Honorables sénateurs, comme vous le savez, le Canada manque de travailleurs spécialisés, et c'est un problème critique. On estime que, au cours des deux prochaines décennies, 40 p. 100 des nouveaux emplois seront créés dans les métiers spécialisés et les technologies. Les femmes représentaient seulement 3 p. 100 des travailleurs de la construction et 7 p. 100 des gens de métier en 2001. De la même façon, seulement 11 p. 100 des ingénieurs étaient des femmes, et seulement 30 p. 100 des membres du personnel enseignant dans les universités étaient de sexe féminin. Il est clair qu'une participation accrue des femmes dans ces domaines pourrait combler en partie les pénuries actuelles et atténuer la gravité des pénuries que le départ à la retraite de la génération du baby-boom risque de créer.
La Canadian Coalition of Women in Engineering, Science, Trades and Technology, CCWESTT, a établi des partenariats afin d'accroître la formation et l'emploi des femmes dans les métiers et les technologies. Actuellement, CCWESTT met l'accent sur l'élaboration d'outils visant à aider les employeurs dans quatre secteurs à recruter des femmes et à les garder. Ces secteurs sont le pétrole et le gaz, la construction et les métiers, les établissements d'enseignement postsecondaire et la technologie de l'information. Ce sont les secteurs où l'on observe à la fois une grave pénurie de personnel spécialisé et une sous-utilisation marquée des femmes.
Honorables sénateurs, depuis plusieurs années maintenant, les étudiantes sont plus nombreuses que les étudiants dans les programmes de premier cycle dans les universités canadiennes, mais les hommes demeurent beaucoup plus nombreux que les femmes en génie, en informatique et en physique. Les femmes ne sont toutefois pas plus nombreuses que les hommes au sein du personnel enseignant dans les universités canadiennes. En 2001, seulement 30 p. 100 des membres du corps professoral à temps plein étaient des femmes, seulement 10 p. 100 du corps professoral en génie étaient des femmes et seulement 13 p. 100 du corps professoral en mathématiques et en sciences physiques étaient des femmes. On prévoit que les départs à la retraite des professeurs qui font partie de la génération du baby-boom vont créer des pénuries au sein du corps professoral dans un avenir rapproché. Il est évident que le fait d'augmenter la participation des femmes au niveau du doctorat et de s'assurer qu'elles continuent leur carrière dans le corps professoral, particulièrement en génie et en sciences physiques contribuera, à combler les écarts prévus au sein de celui-ci.

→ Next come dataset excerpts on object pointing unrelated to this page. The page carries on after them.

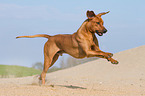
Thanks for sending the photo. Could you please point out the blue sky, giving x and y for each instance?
(125, 24)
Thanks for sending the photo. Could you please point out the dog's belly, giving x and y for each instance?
(76, 53)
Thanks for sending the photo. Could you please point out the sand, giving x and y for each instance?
(95, 78)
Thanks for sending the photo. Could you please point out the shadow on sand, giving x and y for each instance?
(72, 87)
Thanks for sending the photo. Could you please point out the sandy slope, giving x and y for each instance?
(95, 78)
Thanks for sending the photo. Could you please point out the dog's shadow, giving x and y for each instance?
(71, 86)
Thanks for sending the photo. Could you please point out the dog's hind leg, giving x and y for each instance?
(50, 49)
(54, 59)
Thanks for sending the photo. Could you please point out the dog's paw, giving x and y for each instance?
(110, 54)
(114, 62)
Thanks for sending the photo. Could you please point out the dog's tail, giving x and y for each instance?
(33, 36)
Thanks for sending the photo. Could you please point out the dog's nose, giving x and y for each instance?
(105, 30)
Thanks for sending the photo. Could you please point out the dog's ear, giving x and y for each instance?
(100, 14)
(90, 14)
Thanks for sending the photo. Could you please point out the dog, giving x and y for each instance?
(80, 44)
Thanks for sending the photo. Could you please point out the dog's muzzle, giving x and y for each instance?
(100, 33)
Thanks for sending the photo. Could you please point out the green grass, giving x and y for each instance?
(17, 71)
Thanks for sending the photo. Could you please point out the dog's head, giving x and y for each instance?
(95, 23)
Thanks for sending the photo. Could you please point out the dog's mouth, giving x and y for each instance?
(99, 33)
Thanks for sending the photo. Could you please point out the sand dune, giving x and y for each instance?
(95, 78)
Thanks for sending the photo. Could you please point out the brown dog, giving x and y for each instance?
(82, 43)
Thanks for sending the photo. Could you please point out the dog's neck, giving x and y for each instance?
(84, 30)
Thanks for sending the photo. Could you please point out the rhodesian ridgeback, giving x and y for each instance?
(80, 44)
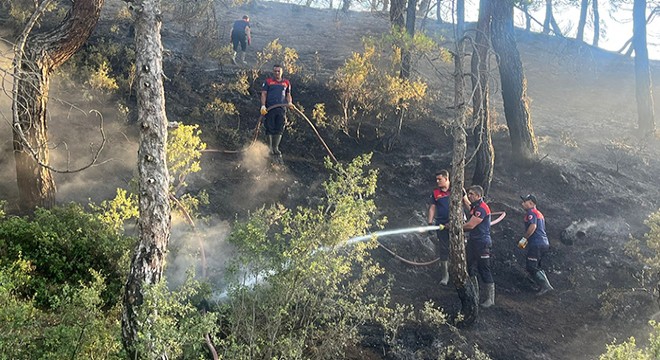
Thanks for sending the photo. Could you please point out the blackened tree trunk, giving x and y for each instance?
(438, 12)
(528, 17)
(582, 22)
(466, 290)
(406, 56)
(485, 156)
(460, 19)
(397, 8)
(514, 84)
(594, 8)
(155, 219)
(34, 62)
(550, 21)
(643, 92)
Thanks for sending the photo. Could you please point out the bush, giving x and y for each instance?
(63, 244)
(296, 291)
(74, 327)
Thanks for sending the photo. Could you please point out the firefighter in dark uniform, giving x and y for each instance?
(439, 215)
(479, 242)
(275, 91)
(535, 240)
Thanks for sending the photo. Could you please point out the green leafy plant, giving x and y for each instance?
(295, 290)
(62, 244)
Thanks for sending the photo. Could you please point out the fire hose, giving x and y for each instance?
(420, 229)
(256, 133)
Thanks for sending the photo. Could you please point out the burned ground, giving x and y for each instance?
(582, 102)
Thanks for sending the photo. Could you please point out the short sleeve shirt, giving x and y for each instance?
(276, 91)
(440, 199)
(239, 27)
(539, 237)
(482, 231)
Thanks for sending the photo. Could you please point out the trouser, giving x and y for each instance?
(274, 121)
(442, 245)
(478, 259)
(239, 39)
(535, 255)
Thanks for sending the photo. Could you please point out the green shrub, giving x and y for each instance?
(75, 327)
(311, 293)
(62, 244)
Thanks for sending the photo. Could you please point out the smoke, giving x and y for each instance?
(74, 131)
(205, 250)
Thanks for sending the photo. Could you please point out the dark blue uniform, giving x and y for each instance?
(239, 35)
(440, 199)
(479, 243)
(276, 92)
(538, 243)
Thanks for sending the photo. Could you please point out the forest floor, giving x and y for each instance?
(594, 195)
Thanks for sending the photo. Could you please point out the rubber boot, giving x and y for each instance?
(490, 300)
(276, 144)
(444, 268)
(270, 145)
(475, 282)
(542, 280)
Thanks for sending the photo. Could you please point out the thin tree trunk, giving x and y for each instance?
(460, 19)
(643, 92)
(548, 16)
(397, 8)
(33, 64)
(155, 218)
(466, 290)
(438, 12)
(528, 17)
(406, 56)
(514, 85)
(584, 5)
(596, 22)
(485, 157)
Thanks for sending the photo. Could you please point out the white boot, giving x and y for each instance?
(444, 267)
(490, 293)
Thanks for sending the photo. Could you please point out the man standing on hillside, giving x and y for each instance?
(240, 35)
(275, 91)
(536, 241)
(479, 243)
(439, 215)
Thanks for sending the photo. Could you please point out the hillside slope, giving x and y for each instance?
(582, 102)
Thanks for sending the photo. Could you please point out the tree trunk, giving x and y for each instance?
(485, 157)
(438, 12)
(460, 19)
(584, 5)
(155, 218)
(596, 23)
(514, 84)
(643, 92)
(466, 290)
(528, 17)
(406, 56)
(397, 8)
(33, 64)
(346, 4)
(548, 16)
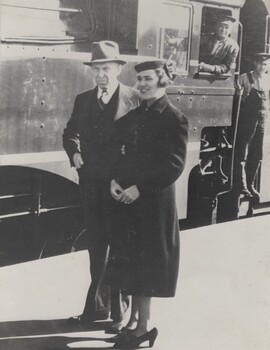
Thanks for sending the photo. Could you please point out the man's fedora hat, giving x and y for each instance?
(105, 51)
(262, 56)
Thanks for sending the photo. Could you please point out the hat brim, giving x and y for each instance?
(263, 55)
(104, 60)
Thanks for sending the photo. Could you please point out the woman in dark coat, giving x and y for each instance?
(150, 155)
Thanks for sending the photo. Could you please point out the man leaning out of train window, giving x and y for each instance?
(218, 51)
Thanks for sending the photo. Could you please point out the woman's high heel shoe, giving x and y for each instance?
(123, 332)
(129, 341)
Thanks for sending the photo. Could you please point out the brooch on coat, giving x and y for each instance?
(123, 150)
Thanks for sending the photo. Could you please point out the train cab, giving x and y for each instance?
(43, 47)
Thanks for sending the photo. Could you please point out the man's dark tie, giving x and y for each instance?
(103, 93)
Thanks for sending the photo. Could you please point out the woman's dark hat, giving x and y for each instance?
(140, 67)
(262, 56)
(105, 51)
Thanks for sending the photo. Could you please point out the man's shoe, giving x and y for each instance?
(85, 319)
(114, 328)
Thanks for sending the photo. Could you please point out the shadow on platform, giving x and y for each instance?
(48, 335)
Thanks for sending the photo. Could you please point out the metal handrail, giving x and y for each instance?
(267, 35)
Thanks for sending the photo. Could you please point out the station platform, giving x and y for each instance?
(222, 300)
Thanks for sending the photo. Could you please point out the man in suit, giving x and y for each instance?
(87, 140)
(254, 113)
(218, 52)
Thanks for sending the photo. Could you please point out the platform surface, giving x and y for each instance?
(222, 301)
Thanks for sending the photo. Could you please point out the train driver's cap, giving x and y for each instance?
(140, 67)
(225, 19)
(105, 51)
(262, 56)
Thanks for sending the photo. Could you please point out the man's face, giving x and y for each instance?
(262, 66)
(106, 74)
(223, 29)
(147, 84)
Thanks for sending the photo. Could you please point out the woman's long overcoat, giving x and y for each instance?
(150, 153)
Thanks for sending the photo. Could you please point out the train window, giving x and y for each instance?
(80, 23)
(218, 52)
(166, 33)
(174, 35)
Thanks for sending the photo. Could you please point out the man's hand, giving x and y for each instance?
(130, 194)
(116, 190)
(78, 161)
(204, 67)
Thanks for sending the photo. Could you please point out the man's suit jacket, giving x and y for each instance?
(84, 129)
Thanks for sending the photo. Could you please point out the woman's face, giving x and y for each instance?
(147, 84)
(261, 66)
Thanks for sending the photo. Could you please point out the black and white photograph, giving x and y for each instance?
(134, 174)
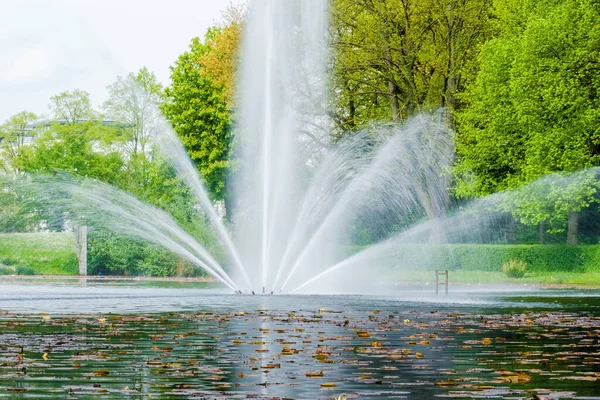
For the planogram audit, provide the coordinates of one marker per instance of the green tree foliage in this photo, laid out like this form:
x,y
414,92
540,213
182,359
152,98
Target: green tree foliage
x,y
13,135
72,106
200,101
534,108
133,102
396,57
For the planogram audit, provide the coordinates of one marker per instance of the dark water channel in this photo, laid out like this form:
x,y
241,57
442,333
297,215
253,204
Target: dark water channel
x,y
106,341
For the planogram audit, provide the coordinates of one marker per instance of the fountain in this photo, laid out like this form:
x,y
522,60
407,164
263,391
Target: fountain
x,y
297,194
299,197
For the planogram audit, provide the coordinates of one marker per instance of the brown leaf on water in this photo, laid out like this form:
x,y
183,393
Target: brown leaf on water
x,y
447,383
314,374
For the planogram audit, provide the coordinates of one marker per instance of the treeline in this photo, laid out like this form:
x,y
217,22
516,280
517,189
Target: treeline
x,y
116,145
518,82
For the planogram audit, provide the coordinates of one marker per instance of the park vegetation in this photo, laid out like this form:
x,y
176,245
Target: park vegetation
x,y
518,81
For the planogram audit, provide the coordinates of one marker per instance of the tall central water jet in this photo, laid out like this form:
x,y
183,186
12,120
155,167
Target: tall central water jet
x,y
297,197
281,110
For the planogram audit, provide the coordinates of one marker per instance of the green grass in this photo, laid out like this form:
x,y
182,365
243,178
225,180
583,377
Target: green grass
x,y
38,253
580,278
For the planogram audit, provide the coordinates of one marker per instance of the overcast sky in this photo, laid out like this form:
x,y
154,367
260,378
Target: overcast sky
x,y
48,46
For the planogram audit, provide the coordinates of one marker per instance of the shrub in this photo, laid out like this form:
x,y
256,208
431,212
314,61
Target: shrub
x,y
25,271
514,268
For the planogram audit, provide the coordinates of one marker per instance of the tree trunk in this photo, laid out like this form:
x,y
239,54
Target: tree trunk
x,y
81,248
511,230
573,227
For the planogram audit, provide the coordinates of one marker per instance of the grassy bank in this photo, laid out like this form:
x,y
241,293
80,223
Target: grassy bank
x,y
38,253
471,263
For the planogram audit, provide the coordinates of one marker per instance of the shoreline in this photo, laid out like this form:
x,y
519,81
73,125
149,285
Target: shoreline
x,y
100,278
7,279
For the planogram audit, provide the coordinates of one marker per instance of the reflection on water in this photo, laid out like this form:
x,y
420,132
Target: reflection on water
x,y
136,341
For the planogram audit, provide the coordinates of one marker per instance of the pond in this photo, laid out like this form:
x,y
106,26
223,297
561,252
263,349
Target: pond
x,y
159,341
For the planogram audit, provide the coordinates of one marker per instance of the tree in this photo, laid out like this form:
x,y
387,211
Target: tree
x,y
13,134
197,107
133,101
534,108
72,106
396,57
76,148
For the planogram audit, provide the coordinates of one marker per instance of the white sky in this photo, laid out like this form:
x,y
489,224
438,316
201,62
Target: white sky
x,y
48,46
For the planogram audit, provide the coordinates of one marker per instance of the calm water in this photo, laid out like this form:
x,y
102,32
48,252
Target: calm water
x,y
142,341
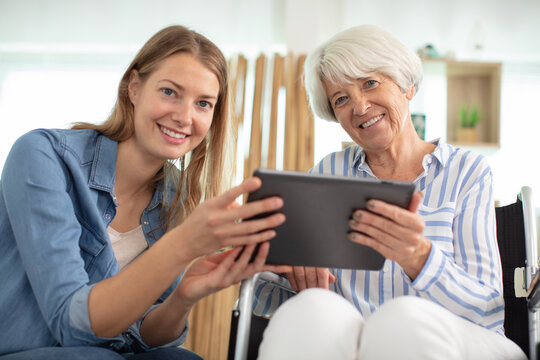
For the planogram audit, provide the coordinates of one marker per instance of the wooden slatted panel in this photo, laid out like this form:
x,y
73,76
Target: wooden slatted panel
x,y
210,318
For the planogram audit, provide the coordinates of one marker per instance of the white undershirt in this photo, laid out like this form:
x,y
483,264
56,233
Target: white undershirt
x,y
127,246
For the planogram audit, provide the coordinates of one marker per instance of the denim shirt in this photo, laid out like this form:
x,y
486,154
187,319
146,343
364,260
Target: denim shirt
x,y
56,201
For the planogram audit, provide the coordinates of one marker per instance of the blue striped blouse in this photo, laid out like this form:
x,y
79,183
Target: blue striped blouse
x,y
463,271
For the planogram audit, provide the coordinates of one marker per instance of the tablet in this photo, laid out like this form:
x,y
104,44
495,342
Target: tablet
x,y
318,209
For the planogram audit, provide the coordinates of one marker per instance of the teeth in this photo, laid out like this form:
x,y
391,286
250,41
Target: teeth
x,y
371,122
172,133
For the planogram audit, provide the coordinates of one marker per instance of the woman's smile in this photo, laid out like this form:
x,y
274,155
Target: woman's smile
x,y
172,136
371,122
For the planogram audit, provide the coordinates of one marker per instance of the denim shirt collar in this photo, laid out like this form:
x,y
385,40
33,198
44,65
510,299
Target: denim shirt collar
x,y
104,165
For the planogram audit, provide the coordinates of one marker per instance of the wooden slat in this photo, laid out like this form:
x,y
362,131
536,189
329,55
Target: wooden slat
x,y
237,71
289,151
277,83
305,133
253,160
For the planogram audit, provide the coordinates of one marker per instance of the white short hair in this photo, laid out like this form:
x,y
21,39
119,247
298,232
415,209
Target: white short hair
x,y
355,53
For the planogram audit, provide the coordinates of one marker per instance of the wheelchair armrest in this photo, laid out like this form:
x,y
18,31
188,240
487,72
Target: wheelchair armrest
x,y
533,293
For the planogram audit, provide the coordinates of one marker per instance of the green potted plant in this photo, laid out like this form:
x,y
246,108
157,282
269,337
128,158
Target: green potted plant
x,y
469,117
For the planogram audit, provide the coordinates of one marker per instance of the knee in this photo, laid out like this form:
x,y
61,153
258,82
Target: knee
x,y
410,323
315,320
404,316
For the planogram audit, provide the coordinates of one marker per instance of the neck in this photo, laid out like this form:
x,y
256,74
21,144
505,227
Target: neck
x,y
402,160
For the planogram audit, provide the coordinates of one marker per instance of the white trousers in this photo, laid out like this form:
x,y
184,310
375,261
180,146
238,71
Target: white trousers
x,y
319,324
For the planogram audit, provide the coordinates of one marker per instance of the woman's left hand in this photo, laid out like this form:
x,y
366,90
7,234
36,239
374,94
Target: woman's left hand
x,y
394,232
217,271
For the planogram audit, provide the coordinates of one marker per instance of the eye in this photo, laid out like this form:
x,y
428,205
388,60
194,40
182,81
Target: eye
x,y
340,101
369,84
167,91
205,104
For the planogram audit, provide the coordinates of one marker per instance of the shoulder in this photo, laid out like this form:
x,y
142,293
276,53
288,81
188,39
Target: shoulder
x,y
59,139
468,161
459,159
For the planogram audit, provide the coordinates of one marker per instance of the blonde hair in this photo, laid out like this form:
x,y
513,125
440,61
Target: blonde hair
x,y
355,53
203,177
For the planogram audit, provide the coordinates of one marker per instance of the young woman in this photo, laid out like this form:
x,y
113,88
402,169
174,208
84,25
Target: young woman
x,y
106,243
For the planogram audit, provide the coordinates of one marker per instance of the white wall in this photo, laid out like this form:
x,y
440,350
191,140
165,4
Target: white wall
x,y
45,47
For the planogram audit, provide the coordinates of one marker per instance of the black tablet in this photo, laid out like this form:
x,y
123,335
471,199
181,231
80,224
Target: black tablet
x,y
318,209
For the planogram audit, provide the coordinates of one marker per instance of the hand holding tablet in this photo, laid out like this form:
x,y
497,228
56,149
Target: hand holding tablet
x,y
318,209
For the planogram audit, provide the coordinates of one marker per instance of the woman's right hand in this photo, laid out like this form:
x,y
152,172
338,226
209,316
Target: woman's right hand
x,y
214,224
303,277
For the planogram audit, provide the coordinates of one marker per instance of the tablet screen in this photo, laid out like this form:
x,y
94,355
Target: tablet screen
x,y
318,209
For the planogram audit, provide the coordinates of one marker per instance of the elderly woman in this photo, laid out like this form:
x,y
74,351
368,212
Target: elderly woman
x,y
439,294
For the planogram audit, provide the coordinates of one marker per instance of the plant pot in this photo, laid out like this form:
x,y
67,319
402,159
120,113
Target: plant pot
x,y
467,135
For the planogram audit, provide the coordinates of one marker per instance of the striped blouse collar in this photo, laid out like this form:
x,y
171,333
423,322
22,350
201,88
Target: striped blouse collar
x,y
442,153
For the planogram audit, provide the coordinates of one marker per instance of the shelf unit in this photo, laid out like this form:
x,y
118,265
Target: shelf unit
x,y
469,83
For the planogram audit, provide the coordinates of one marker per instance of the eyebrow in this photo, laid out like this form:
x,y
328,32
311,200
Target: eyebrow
x,y
204,96
356,79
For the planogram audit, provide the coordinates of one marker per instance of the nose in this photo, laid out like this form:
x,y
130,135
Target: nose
x,y
183,114
360,104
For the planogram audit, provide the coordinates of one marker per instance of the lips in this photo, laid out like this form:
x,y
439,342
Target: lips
x,y
172,133
371,122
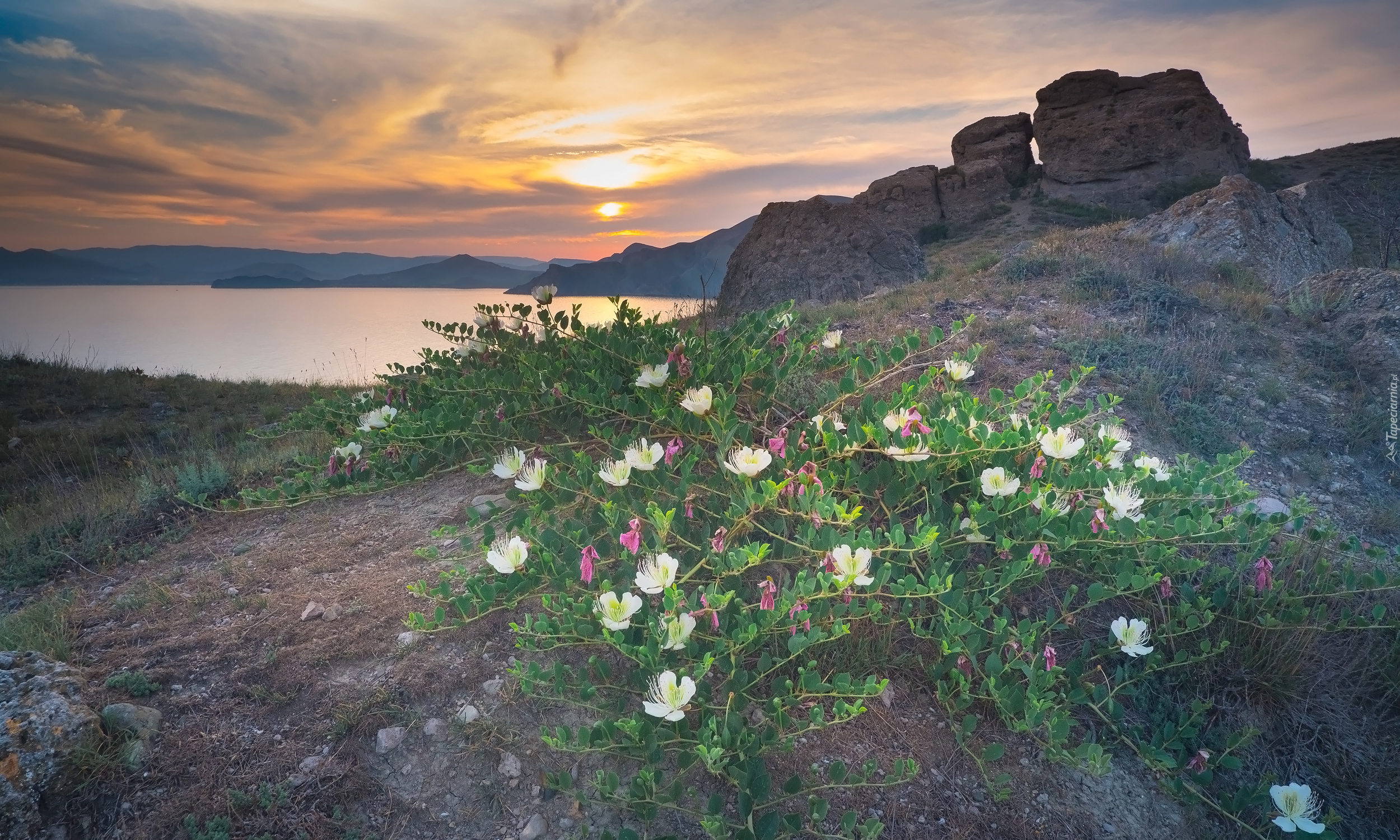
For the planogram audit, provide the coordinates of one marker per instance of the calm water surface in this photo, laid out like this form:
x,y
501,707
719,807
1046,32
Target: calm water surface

Parmi ses projets d'avenir, la Canadian Coalition of Women in Engineering, Science, Trades and Technology entend créer un centre canadien pour les femmes travaillant dans les domaines des sciences, du génie, des métiers et de la technologie. Le centre recueillerait de l'information sur les pratiques exemplaires concernant le recrutement, la rétention et la promotion des femmes dans ces domaines. La coalition, par le biais du projet WinSETT pour les femmes en sciences, génie, métiers et technologie, s'attaque à deux problèmes nationaux d'importance cruciale : premièrement, la pénurie de main-d'œuvre qualifiée dans les secteurs des métiers et de la technologie et deuxièmement, les pénuries prévues de chercheurs et de professeurs d'université qualifiés.